Bakkal ile papağan severdi birbirini,
Adam bir yere gitse kuş alırdı yerini.
Özgürlük nedir bilmez, çıkmazdı bu dükkândan,
Gözünü burda açmış, bilmezdi başka mekân.
Kafesi bile yoktu, serbest gezer dükkânda
Ama tüneğinden de pek gitmezdi uzağa.
Hep orada oturur, tüylerini temizler
Dükkâna gelenlere hep güzel sözler söyler
Sık gelip gidenleri daha kapıdan tanır,
Adlarıyla seslenir, sorardı hâl ve hatır
Birine hitap etse konuşan sanki insan
Ötüşünü duyanlar dinlerdi hayran hayran.
Bekçilik de ederdi, beklerdi de dükkânı
Nüktelerle güldürür, mutlu eder insanı.
Bir gün bakkal dışarda, dükkân emanet kuşa.
Bir fare, bir de kedi girdiler koşa koşa.
Fare can telâşında girecek delik arar
Kedi onun peşinde, avcılık kanında var.
Kediyi gören kuş da tüneğinden fırladı
Korkudan ve telâştan raftan rafa sıçradı.
Kuşcağız bilemezken kaçsın hangi tarafa
Yağ şişesi kırıldı ve saçıldı etrafa.
Bakkal dükkâna döndü, koltuğuna oturdu.
Bir ıslaklık hissetti, şöyle bir an bir durdu.
Elini uzatarak bulaşan yağı buldu;
Etrafına bakındı, anladı neler oldu.
Her yerde cam kırığı, her yer yağa bulanmış;
Ve tünekte papağan, süklüm püklüm, utanmış.
O öfkeyle bir kalkış kalkıverdi yerinden.
En kötü zararlara hep öfke olur neden.
Bir sopa aldı ordan, kuşun başına vurdu.
Ne iş açar başına bu vuruş bilmiyordu.
Etkisi ağır oldu bu talihsiz vuruşun,
Darbenin şiddetinden dili tutuldu kuşun.
Ayrıca bir şiş çıktı kafasında kocaman,
Hem komik hem acıklı bir hâl aldı papağan.
Bu şişlik birkaç günde kayboldu gitti, ancak
Yeri cascavlak kaldı, yolunmuş gibi çıplak.
Tüysüz kafa bir yana, üstelik çıkmaz sesi;
Ne konuşur ne öter, sanki bitti nefesi.
Sanki uçtu, kayboldu o neşeli papağan,
Yerine geldi, kondu, oturdu bir somurtkan.
Bakkal da çok suskundu, ağzını açmaz bıçak.

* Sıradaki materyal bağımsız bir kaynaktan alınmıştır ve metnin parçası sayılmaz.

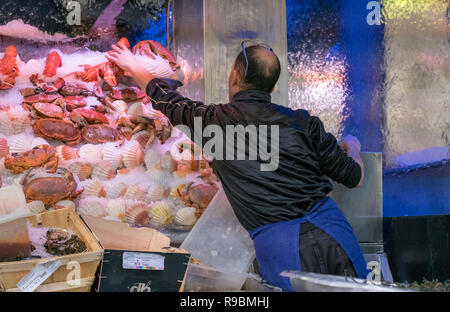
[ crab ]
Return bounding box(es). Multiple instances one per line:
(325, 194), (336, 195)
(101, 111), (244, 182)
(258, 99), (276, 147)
(132, 40), (180, 71)
(81, 124), (124, 144)
(59, 83), (92, 97)
(30, 74), (66, 93)
(32, 118), (82, 145)
(71, 38), (130, 89)
(23, 93), (61, 104)
(5, 144), (58, 174)
(22, 168), (83, 207)
(31, 102), (64, 119)
(176, 183), (219, 216)
(70, 108), (109, 126)
(62, 96), (87, 112)
(108, 87), (146, 102)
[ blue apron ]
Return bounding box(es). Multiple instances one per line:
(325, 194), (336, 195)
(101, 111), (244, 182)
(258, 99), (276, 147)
(249, 197), (369, 291)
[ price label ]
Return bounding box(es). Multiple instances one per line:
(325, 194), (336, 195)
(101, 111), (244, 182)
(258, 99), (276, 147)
(122, 251), (165, 271)
(17, 260), (62, 292)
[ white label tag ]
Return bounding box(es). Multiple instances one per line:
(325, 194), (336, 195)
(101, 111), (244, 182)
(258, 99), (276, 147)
(17, 260), (62, 292)
(122, 251), (165, 271)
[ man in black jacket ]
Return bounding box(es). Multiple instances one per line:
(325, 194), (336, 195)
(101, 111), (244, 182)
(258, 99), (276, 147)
(108, 43), (368, 291)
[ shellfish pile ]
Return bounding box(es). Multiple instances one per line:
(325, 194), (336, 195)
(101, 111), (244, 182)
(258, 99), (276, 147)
(0, 39), (220, 228)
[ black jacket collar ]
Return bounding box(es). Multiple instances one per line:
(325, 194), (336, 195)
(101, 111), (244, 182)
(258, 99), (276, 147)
(231, 90), (272, 103)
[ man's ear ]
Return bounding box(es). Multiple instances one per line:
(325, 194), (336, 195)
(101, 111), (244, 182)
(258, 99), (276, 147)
(231, 67), (241, 87)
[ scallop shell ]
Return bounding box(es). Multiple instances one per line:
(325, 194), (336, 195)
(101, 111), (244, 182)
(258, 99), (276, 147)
(106, 183), (128, 199)
(105, 200), (127, 221)
(92, 161), (115, 181)
(0, 111), (13, 136)
(150, 201), (174, 225)
(31, 138), (50, 148)
(144, 149), (161, 169)
(147, 183), (169, 202)
(8, 134), (32, 154)
(102, 144), (122, 169)
(174, 163), (192, 178)
(147, 168), (172, 186)
(11, 114), (30, 134)
(125, 202), (150, 226)
(0, 138), (9, 158)
(77, 199), (105, 217)
(69, 161), (92, 181)
(111, 100), (128, 113)
(56, 145), (80, 161)
(131, 130), (151, 148)
(124, 183), (146, 200)
(175, 207), (197, 226)
(53, 199), (76, 210)
(27, 200), (47, 214)
(83, 180), (106, 197)
(79, 144), (103, 161)
(161, 151), (177, 173)
(120, 127), (133, 140)
(128, 102), (144, 116)
(122, 141), (144, 168)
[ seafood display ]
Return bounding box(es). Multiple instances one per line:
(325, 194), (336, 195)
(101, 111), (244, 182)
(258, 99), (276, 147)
(0, 38), (220, 229)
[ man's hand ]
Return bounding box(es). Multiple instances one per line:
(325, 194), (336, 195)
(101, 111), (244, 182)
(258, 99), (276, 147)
(339, 135), (364, 187)
(106, 42), (155, 91)
(339, 135), (361, 154)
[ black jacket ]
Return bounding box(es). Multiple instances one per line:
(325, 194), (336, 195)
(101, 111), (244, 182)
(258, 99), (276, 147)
(146, 79), (361, 230)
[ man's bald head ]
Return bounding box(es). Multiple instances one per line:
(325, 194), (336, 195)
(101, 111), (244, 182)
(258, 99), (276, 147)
(234, 45), (281, 93)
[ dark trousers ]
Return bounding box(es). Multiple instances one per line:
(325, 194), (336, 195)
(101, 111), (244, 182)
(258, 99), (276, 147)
(300, 227), (356, 277)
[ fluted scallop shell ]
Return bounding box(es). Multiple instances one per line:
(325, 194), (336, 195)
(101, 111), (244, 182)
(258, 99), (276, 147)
(122, 141), (144, 168)
(0, 138), (9, 158)
(27, 200), (47, 214)
(31, 138), (49, 148)
(131, 130), (154, 148)
(56, 145), (80, 161)
(111, 100), (128, 113)
(69, 161), (92, 181)
(83, 180), (106, 197)
(175, 207), (197, 226)
(161, 151), (177, 173)
(128, 102), (144, 116)
(174, 163), (192, 178)
(144, 149), (161, 169)
(124, 183), (146, 200)
(77, 199), (105, 217)
(150, 201), (174, 225)
(105, 200), (127, 221)
(120, 127), (133, 140)
(147, 168), (172, 186)
(53, 199), (76, 210)
(78, 144), (103, 161)
(147, 183), (169, 202)
(106, 182), (128, 199)
(11, 113), (30, 134)
(125, 202), (150, 226)
(92, 161), (115, 181)
(0, 111), (13, 136)
(8, 134), (32, 154)
(102, 144), (122, 169)
(170, 140), (194, 161)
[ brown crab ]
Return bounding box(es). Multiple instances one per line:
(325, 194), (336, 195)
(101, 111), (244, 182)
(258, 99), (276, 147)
(22, 168), (83, 207)
(81, 124), (124, 144)
(32, 118), (82, 145)
(31, 101), (64, 119)
(5, 144), (58, 174)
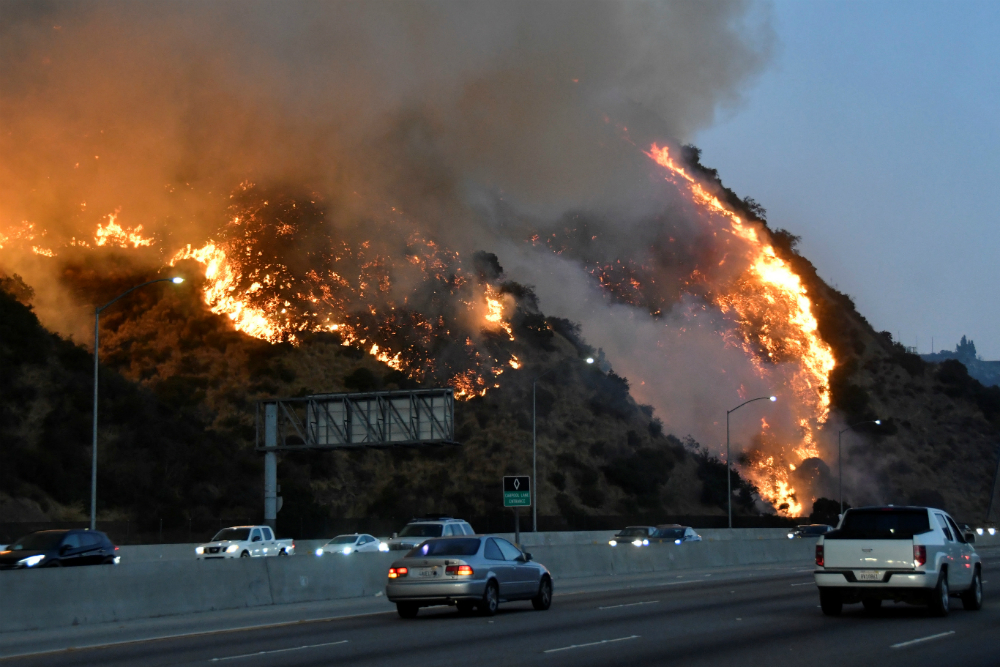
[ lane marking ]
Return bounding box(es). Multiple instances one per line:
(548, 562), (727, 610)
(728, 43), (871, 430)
(542, 635), (639, 653)
(889, 630), (955, 648)
(598, 600), (659, 609)
(212, 639), (348, 662)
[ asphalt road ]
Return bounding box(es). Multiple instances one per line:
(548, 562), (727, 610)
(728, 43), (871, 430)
(0, 554), (1000, 667)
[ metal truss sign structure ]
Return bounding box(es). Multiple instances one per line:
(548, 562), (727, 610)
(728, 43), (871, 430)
(256, 389), (458, 452)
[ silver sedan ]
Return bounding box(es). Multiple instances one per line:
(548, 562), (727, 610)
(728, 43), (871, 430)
(385, 536), (552, 618)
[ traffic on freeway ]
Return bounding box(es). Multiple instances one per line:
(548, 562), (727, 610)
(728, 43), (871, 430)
(3, 556), (1000, 667)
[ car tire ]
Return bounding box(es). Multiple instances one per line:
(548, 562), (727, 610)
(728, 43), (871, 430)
(861, 598), (882, 614)
(479, 581), (500, 616)
(929, 568), (951, 617)
(396, 602), (420, 618)
(819, 588), (844, 616)
(962, 566), (983, 611)
(531, 577), (552, 611)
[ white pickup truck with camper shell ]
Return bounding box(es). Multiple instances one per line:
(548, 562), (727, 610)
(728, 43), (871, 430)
(194, 526), (295, 560)
(814, 505), (983, 616)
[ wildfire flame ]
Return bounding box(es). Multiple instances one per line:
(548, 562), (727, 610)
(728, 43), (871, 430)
(94, 209), (153, 248)
(647, 144), (836, 516)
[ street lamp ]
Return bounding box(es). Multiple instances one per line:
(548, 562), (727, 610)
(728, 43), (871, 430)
(837, 419), (882, 514)
(726, 396), (778, 529)
(90, 276), (184, 530)
(531, 357), (594, 533)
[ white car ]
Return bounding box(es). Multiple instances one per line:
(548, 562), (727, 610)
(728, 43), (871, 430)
(814, 505), (983, 616)
(194, 526), (295, 560)
(316, 533), (389, 556)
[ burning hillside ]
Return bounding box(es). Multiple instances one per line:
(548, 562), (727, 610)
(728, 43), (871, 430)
(7, 2), (992, 528)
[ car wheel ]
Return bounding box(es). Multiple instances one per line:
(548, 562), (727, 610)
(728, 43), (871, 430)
(861, 598), (882, 613)
(930, 568), (951, 616)
(819, 588), (844, 616)
(396, 602), (420, 618)
(531, 577), (552, 611)
(962, 567), (983, 611)
(479, 581), (500, 616)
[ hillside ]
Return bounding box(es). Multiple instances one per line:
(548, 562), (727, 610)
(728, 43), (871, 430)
(0, 266), (752, 536)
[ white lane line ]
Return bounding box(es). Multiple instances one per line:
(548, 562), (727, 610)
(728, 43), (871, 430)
(212, 639), (348, 662)
(542, 635), (639, 653)
(889, 630), (955, 648)
(598, 600), (659, 609)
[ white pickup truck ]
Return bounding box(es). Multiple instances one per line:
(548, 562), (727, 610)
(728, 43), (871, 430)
(814, 505), (983, 616)
(194, 526), (295, 560)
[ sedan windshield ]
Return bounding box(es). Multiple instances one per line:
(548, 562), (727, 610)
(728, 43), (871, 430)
(406, 537), (479, 558)
(212, 528), (250, 542)
(399, 523), (444, 537)
(11, 530), (66, 551)
(826, 509), (931, 540)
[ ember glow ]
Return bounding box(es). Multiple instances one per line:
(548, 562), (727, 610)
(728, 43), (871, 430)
(647, 144), (836, 516)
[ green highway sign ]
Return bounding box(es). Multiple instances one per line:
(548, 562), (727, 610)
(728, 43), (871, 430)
(503, 475), (531, 507)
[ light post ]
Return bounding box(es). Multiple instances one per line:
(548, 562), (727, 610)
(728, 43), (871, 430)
(837, 419), (882, 514)
(531, 357), (594, 533)
(90, 277), (184, 530)
(726, 396), (778, 530)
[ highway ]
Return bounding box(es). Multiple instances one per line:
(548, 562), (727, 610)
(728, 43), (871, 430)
(0, 550), (1000, 667)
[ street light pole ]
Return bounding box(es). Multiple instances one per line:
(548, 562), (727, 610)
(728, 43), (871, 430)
(90, 277), (184, 530)
(837, 419), (882, 514)
(531, 357), (594, 533)
(726, 396), (778, 529)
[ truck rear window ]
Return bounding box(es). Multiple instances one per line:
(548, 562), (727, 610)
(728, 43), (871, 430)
(826, 509), (931, 540)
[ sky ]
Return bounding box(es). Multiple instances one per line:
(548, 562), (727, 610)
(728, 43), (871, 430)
(693, 0), (1000, 359)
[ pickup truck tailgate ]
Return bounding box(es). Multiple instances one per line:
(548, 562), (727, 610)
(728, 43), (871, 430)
(823, 540), (913, 570)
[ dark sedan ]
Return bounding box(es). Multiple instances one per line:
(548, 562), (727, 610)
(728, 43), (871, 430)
(0, 530), (119, 570)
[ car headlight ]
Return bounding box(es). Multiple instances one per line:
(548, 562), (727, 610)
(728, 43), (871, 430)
(17, 554), (45, 567)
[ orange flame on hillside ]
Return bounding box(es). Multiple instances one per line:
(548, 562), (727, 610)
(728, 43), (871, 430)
(647, 144), (836, 516)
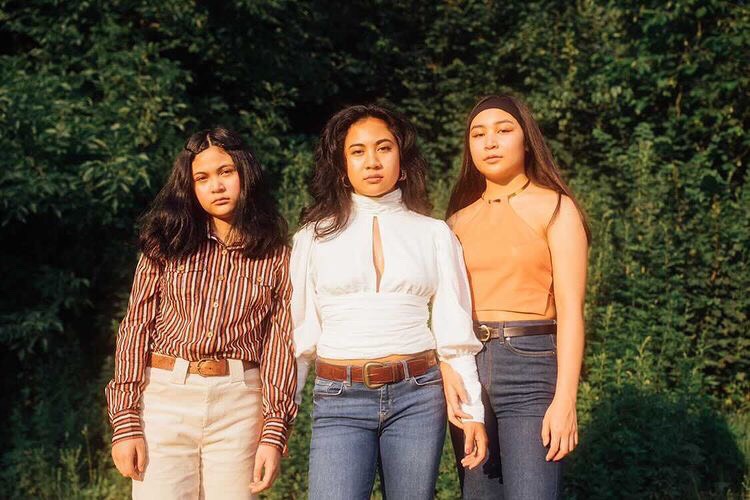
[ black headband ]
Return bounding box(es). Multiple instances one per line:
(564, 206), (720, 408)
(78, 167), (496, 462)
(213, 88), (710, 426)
(468, 95), (523, 128)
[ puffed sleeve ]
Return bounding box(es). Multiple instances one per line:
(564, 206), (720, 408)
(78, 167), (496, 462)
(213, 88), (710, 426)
(290, 225), (321, 404)
(431, 222), (484, 422)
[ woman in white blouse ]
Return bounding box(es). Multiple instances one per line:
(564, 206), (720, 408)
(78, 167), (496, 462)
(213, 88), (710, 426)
(291, 105), (487, 500)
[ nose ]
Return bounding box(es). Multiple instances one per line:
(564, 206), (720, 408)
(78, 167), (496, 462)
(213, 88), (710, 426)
(365, 150), (382, 170)
(484, 132), (498, 149)
(211, 177), (225, 193)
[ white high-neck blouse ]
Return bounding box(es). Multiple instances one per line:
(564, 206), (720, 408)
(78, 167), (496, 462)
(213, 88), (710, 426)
(291, 189), (484, 422)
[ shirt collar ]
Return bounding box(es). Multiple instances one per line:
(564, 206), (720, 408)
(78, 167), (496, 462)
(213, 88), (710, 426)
(352, 189), (406, 215)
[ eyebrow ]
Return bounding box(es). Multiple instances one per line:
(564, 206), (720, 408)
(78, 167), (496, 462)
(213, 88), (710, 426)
(347, 139), (395, 149)
(471, 119), (515, 130)
(193, 163), (237, 175)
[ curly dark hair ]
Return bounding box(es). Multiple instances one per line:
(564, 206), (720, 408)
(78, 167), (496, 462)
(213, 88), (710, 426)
(138, 127), (288, 261)
(300, 104), (432, 238)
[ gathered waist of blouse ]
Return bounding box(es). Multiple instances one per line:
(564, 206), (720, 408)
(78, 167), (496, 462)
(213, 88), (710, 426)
(317, 292), (435, 359)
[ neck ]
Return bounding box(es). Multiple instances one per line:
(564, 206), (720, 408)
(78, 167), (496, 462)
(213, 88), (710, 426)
(211, 217), (232, 244)
(484, 172), (529, 199)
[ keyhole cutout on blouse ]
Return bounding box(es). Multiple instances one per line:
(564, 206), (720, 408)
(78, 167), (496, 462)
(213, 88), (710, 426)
(372, 217), (385, 292)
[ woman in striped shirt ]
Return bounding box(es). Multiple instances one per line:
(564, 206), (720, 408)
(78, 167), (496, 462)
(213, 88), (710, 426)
(106, 128), (297, 498)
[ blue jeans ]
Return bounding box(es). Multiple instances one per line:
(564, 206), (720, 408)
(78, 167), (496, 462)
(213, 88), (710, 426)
(451, 328), (562, 500)
(309, 367), (446, 500)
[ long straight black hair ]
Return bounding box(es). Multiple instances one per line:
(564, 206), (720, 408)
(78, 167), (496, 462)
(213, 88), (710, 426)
(446, 95), (591, 242)
(139, 127), (287, 260)
(300, 104), (431, 238)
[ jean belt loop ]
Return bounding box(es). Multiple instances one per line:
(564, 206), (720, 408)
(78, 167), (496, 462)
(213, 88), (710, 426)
(169, 358), (190, 385)
(227, 359), (245, 382)
(401, 359), (411, 380)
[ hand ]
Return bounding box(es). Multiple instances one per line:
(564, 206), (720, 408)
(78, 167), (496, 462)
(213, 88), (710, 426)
(542, 395), (578, 462)
(440, 362), (471, 429)
(250, 444), (281, 494)
(112, 437), (146, 481)
(461, 422), (489, 469)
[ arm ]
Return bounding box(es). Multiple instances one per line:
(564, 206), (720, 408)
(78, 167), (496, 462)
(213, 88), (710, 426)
(290, 227), (321, 404)
(260, 247), (297, 451)
(432, 224), (488, 469)
(250, 247), (297, 493)
(542, 197), (588, 460)
(104, 255), (163, 479)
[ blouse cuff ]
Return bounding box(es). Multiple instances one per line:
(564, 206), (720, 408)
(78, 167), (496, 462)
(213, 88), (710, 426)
(112, 410), (143, 443)
(445, 354), (484, 423)
(294, 356), (312, 406)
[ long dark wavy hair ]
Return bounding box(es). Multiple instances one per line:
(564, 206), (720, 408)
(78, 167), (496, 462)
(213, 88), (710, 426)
(138, 127), (288, 261)
(300, 104), (432, 238)
(446, 95), (591, 242)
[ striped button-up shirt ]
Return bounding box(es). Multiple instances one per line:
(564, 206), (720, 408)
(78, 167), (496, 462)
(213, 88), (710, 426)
(105, 233), (297, 449)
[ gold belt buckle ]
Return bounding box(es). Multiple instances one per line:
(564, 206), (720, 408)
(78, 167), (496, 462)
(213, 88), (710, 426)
(196, 358), (211, 377)
(362, 361), (385, 389)
(479, 325), (494, 342)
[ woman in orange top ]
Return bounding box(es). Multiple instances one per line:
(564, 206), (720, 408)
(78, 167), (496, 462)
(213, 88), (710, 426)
(443, 96), (589, 500)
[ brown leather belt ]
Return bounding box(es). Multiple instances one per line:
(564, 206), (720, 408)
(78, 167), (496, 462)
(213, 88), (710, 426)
(146, 352), (258, 377)
(315, 351), (437, 389)
(474, 319), (557, 342)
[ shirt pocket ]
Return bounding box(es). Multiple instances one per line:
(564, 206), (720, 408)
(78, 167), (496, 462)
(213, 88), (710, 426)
(164, 261), (205, 302)
(236, 270), (274, 315)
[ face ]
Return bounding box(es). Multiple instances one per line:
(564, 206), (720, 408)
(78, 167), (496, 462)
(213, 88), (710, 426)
(193, 146), (240, 222)
(344, 118), (401, 196)
(469, 108), (525, 181)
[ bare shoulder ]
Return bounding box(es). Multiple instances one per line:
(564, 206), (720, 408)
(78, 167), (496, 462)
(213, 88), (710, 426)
(511, 184), (559, 225)
(445, 198), (483, 232)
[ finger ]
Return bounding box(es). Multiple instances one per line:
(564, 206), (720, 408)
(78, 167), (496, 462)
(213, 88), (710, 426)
(447, 406), (464, 429)
(477, 432), (489, 465)
(454, 383), (469, 403)
(135, 441), (146, 473)
(545, 433), (560, 462)
(464, 425), (476, 455)
(253, 456), (265, 484)
(542, 415), (550, 447)
(552, 436), (570, 462)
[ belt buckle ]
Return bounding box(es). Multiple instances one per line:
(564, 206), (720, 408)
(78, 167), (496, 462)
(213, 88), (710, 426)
(479, 325), (493, 342)
(195, 358), (211, 377)
(362, 361), (385, 389)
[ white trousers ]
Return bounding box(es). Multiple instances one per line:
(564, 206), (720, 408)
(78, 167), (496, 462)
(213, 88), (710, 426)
(133, 359), (263, 500)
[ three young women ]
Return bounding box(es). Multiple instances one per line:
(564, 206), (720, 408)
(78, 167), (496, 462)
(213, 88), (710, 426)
(291, 106), (486, 500)
(446, 96), (589, 500)
(106, 128), (297, 499)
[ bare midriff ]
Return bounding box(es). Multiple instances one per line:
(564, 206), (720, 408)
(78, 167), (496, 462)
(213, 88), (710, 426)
(450, 190), (557, 322)
(318, 351), (438, 366)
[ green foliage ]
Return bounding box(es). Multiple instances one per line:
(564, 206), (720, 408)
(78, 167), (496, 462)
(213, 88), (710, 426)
(0, 0), (750, 498)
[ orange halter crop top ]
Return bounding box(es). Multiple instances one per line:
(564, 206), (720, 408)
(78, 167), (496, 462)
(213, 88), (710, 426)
(451, 184), (560, 316)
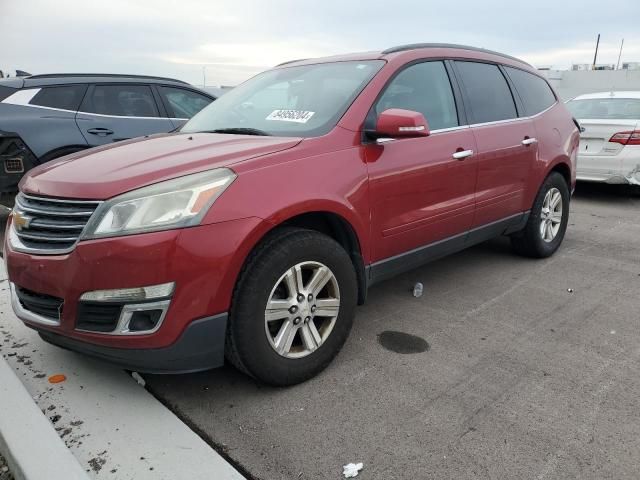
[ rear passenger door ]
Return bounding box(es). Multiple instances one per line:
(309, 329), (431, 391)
(454, 60), (537, 228)
(76, 84), (174, 146)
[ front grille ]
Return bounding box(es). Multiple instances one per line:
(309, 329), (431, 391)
(12, 193), (100, 254)
(76, 302), (122, 333)
(16, 285), (63, 322)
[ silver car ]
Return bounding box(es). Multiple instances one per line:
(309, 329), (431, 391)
(567, 92), (640, 185)
(0, 74), (216, 201)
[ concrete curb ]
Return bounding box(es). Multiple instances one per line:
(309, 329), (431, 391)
(0, 357), (89, 480)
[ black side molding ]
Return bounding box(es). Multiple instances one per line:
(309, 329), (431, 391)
(367, 212), (529, 287)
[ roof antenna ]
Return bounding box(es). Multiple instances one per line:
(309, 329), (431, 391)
(616, 38), (624, 70)
(591, 34), (600, 70)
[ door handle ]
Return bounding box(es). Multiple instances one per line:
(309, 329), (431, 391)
(452, 150), (473, 160)
(87, 127), (113, 137)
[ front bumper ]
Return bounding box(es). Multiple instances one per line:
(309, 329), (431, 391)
(36, 313), (227, 373)
(4, 218), (262, 372)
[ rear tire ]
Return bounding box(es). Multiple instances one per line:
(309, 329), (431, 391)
(511, 172), (571, 258)
(225, 228), (357, 386)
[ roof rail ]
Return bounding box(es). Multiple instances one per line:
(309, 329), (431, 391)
(382, 43), (531, 67)
(276, 58), (309, 67)
(26, 73), (189, 85)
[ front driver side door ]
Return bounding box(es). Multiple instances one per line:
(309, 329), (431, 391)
(364, 61), (477, 277)
(76, 84), (174, 147)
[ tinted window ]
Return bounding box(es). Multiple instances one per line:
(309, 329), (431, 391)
(505, 67), (556, 115)
(159, 87), (211, 118)
(567, 98), (640, 120)
(456, 62), (518, 123)
(375, 62), (458, 130)
(82, 85), (158, 117)
(29, 85), (87, 110)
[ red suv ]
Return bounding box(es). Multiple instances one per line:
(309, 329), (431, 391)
(4, 44), (579, 385)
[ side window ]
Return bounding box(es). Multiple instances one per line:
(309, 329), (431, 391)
(375, 62), (458, 130)
(456, 61), (518, 123)
(504, 67), (556, 116)
(29, 85), (87, 111)
(158, 87), (211, 118)
(82, 85), (159, 117)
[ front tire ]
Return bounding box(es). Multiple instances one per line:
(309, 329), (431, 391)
(511, 172), (571, 258)
(225, 228), (357, 386)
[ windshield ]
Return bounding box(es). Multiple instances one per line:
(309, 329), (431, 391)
(181, 60), (384, 137)
(567, 98), (640, 120)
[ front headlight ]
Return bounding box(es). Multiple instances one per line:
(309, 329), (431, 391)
(82, 168), (236, 239)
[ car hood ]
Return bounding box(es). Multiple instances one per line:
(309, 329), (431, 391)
(20, 133), (302, 200)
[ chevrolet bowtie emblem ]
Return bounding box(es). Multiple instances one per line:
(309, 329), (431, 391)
(13, 210), (33, 230)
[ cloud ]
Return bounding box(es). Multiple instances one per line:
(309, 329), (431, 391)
(0, 0), (640, 84)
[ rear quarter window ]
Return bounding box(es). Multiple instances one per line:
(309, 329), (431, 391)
(504, 67), (556, 116)
(29, 85), (87, 111)
(82, 85), (160, 117)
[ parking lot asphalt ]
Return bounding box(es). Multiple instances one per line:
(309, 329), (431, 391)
(146, 185), (640, 480)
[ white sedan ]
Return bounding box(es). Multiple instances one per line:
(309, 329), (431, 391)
(567, 92), (640, 185)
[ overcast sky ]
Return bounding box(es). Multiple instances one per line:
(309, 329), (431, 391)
(0, 0), (640, 85)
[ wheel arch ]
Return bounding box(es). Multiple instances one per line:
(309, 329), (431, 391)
(545, 160), (571, 190)
(276, 211), (367, 305)
(229, 208), (368, 305)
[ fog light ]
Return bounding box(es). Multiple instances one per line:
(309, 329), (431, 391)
(80, 282), (176, 302)
(129, 310), (163, 332)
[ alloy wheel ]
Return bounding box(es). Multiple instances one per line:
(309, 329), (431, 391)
(264, 261), (340, 358)
(540, 187), (563, 243)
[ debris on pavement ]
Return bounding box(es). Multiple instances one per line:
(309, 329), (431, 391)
(131, 372), (147, 387)
(49, 373), (67, 383)
(342, 463), (364, 478)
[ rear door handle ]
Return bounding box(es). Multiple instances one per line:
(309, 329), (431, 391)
(452, 150), (473, 160)
(87, 127), (113, 137)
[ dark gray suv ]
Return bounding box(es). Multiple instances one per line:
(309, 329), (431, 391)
(0, 74), (215, 196)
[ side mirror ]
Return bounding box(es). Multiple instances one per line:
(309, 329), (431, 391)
(373, 108), (430, 139)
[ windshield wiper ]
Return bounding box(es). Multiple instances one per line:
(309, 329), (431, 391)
(203, 127), (271, 137)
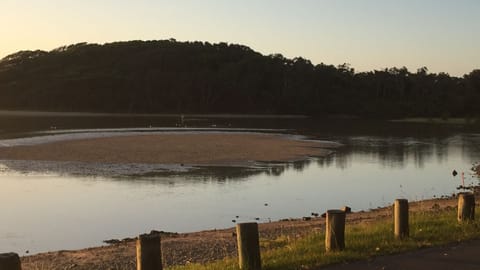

Ne vardı sanki öyle garip kuşa vuracak.
Çoktan pişman olmuştu kalkışına öfkeyle.
Fayda vermez ne yazık pişmanlık, olan işe.
Ah ederek ağladı, çok döğdü dizlerini
Uçup gitmiş değeri kim getirecek geri ?
"Nimetimin güneşi bulut altına girdi;
Ona vurduğum bu el kopsun, kırılsın !" derdi.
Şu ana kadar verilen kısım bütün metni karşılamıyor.